Fulham on Wednesday night will be a test. But one Bowyer’s first team will be better prepared for than when the teams met in the Carabao Cup last month.
After that you see the fixture list open out a little, Peterborough, Preston and Nottingham Forest lie in wait, as do QPR and West Brom – but for once Blues have a team that doesn’t need to fear for itself.
Their defensive organisation, physical edge and options up front mean they are a going to be in every match, at least until injuries hit.
But if we’re not reading too much into September 11’s Championship table, consider awhile Bowyer’s results since he scooped the squad off the floor in March.

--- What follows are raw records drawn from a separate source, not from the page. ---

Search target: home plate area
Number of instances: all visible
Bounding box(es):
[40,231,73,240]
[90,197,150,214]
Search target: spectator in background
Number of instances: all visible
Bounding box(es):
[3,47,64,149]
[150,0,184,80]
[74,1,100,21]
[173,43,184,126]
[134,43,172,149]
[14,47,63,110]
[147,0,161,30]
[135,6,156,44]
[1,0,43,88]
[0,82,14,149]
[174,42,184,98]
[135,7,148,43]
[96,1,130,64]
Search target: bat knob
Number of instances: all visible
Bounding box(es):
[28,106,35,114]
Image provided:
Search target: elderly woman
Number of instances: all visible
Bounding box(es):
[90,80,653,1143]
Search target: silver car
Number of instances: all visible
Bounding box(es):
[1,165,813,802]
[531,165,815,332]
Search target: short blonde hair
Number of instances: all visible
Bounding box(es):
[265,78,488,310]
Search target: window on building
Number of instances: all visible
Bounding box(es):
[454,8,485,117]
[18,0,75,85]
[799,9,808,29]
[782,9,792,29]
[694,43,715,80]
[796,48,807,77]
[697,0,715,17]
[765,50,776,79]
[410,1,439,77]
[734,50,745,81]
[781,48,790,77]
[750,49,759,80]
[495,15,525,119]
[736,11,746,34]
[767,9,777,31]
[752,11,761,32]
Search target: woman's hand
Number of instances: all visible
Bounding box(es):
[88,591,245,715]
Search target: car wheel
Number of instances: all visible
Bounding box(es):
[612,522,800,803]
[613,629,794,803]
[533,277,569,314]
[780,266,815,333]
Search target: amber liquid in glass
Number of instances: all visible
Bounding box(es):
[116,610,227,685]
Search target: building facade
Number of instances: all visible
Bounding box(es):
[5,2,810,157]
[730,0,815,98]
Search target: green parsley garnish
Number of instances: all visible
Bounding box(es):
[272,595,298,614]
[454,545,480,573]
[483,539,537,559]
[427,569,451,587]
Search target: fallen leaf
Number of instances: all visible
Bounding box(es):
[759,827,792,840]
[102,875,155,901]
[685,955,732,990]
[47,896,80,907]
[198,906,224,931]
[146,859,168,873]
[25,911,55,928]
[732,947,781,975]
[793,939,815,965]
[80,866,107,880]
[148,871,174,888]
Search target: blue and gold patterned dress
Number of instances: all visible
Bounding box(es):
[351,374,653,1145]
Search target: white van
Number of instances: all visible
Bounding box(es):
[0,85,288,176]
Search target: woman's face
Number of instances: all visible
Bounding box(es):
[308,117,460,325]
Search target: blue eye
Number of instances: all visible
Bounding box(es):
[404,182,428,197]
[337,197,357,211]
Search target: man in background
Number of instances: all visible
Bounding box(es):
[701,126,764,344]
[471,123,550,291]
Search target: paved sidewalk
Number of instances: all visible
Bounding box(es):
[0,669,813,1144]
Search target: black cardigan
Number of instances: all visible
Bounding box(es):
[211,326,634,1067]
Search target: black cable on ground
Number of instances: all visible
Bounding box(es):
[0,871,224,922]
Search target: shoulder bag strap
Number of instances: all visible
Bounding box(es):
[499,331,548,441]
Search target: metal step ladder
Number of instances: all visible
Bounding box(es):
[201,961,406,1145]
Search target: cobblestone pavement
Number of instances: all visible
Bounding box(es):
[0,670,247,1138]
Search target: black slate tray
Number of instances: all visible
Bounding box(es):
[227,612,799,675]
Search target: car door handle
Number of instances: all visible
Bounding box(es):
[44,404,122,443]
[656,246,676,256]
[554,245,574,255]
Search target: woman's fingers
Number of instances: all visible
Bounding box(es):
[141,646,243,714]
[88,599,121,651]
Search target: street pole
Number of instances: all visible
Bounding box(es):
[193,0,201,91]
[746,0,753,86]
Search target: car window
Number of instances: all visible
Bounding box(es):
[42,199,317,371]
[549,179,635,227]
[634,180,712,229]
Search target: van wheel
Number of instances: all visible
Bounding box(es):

His record reads played 16, won eight, drawn four and lost four – half of those defeats coming in dead rubbers with an experimental team at the end of last season.
Even with those on his record Bowyer is rolling along at 1.75 points per game – which extrapolates to 80 over an entire season.
Take the Blackburn and Cardiff reverses off the record, given they were effectively end of season friendlies, and Bowyer’s return is two points per game, the accepted standard for p…… no, let’s leave it there for now.